The country also enjoys a rich natural heritage and biodiversity, which it could potentially use as part of an ambitious, environmentally friendly tourism strategy. Such a strategy could combine top-quality infrastructure with small ecotourism units based on the model adopted by English-speaking East African countries such as Kenya and Tanzania (mainland and Zanzibar).
Agriculture, livestock and fisheries is the main contributor to the economy of the Comoros. The country is one of the world’s leading producers of several cash crops: ylang-ylang (50 tonnes in 2011), bourbon vanilla6 (40 tonnes in 2011) and cloves (4 500 tonnes in 2011). Because cash-crop prices fluctuate so much, with no stabilisation mechanisms, Comorian farmers have gradually turned to the more profitable food crops instead.

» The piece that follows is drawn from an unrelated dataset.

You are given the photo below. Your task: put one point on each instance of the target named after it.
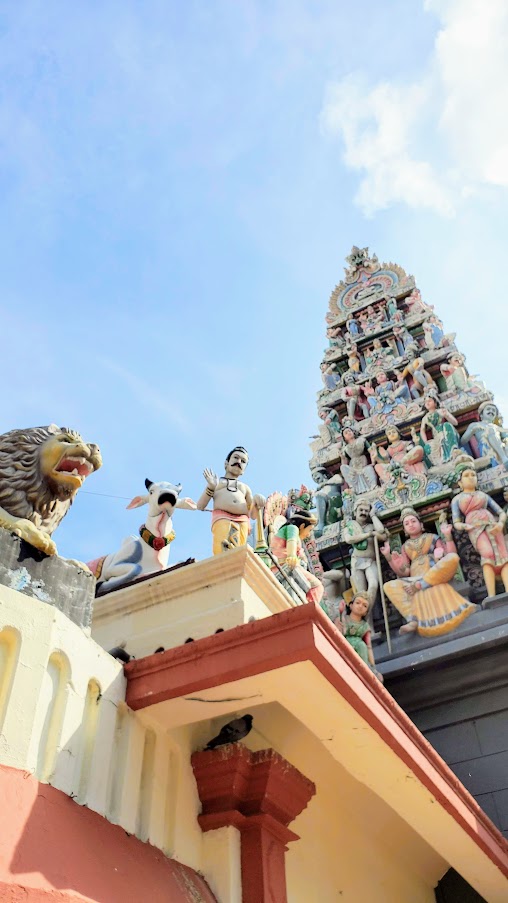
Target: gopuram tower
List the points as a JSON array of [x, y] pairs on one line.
[[411, 466]]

Agriculture in the Comoros consists of small, traditionally run family farms. Productivity is extremely low because farmers use outdated technologies, lack training, do not have access to credit and because the limited public resources available are not used efficiently. There is no land registry and land management is dictated by individual rather than collective interests, which holds back land consolidation, the first step towards modernisation and development of a commercial focus.7
Demersal and pelagic species provide the Comoros with waves of potential fish resources estimated at 33 000 tonnes a year.8 The sector provides about 16 000 direct and indirect jobs and has an impact on more than 10% of the population. It contributes an estimated 21% to GDP and provides 5% of government revenue in foreign currency through European Union payments for licences to European fishing companies. Most fishing is done on a small scale, but some semi-industrial fishing also takes place. Like agriculture, however, the fisheries sector receives too little government support.

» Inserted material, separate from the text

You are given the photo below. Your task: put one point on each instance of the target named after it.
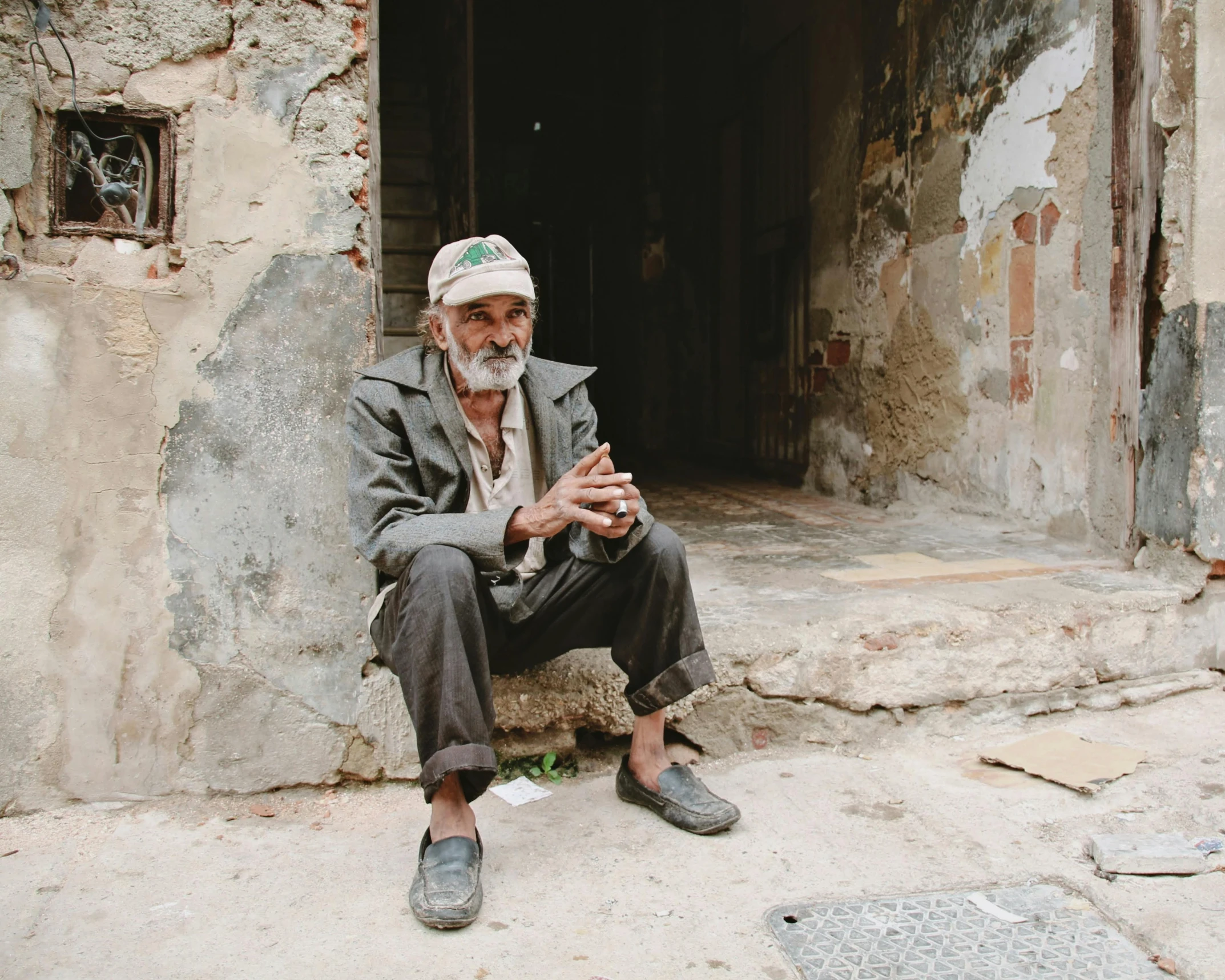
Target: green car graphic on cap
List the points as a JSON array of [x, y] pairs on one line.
[[477, 254]]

Since the Comoros gained independence in 1975, there has been no structural change to the economy. Agriculture and services (small-scale retail, banking services) still make up the bulk of economic activity. Industrial activities are still a bare minimum. Almost all domestic consumption (95%) is imported. The country’s membership to the franc zone and the strong Comorian franc favour imports over local goods. Moreover, low taxes on imports and the absence of financial incentives to support investors hinders the development of local manufacturing based on rational exploitation of natural resources, especially in the agribusiness sector.
In addition to the lack of structural changes there is no long-term perspective9 and a lack of institutional and regulatory frameworks for sectors of the economy to support and guide them in exploiting natural resources in a sustainable manner. Without a strategic vision, the economic foundations of the economy of the Comoros (especially agriculture and fisheries) will be unable to envisage the professionalisation and modernisation needed to boost growth and create jobs.

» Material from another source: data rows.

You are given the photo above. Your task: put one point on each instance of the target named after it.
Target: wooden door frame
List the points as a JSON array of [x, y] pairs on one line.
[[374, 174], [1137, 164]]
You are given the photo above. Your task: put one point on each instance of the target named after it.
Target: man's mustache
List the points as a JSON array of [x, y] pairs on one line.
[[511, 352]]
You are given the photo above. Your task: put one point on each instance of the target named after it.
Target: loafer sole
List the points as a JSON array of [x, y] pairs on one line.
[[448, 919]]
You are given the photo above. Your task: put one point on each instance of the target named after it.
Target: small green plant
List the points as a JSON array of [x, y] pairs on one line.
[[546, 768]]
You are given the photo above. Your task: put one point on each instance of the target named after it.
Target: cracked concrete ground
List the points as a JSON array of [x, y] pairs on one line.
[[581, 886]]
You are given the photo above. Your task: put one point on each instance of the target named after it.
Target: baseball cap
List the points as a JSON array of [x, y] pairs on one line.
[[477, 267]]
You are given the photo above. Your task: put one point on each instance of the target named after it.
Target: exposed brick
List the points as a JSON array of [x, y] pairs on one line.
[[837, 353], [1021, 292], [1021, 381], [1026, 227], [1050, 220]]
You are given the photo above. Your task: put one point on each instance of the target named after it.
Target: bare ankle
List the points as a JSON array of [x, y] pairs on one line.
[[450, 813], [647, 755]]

1. The Comoros improved its business start-up ranking from 171st in 2012 to 168th in 2013.
2. The debt sustainability analysis by the IMF, World Bank and African Development Bank (AfDB) forecasts a debt-to-exports ratio of 58% for the period 2013‑18.
3. Mainly from the LCE.
4. Especially the IMF, World Bank and AfDB.
5. 77% of arrears for civil-service salaries from 1995 to 2008.
6. The other two producers are Madagascar and Réunion.
7. The land problems are less of an issue on Anjouan, especially on the Nioumakélé plateau, the island’s main agricultural production area, where pooling land is traditional as part of hedging practices.
8. This figure was an estimate made by the Food and Agriculture Organization of the United Nations (FAO) in 1970 based on water productivity estimates in regions similar to the Comoros. The figure has never been updated.
9. The planning commission (Commissariat général au Plan) does not currently have the means to carry out this mission for which it is responsible.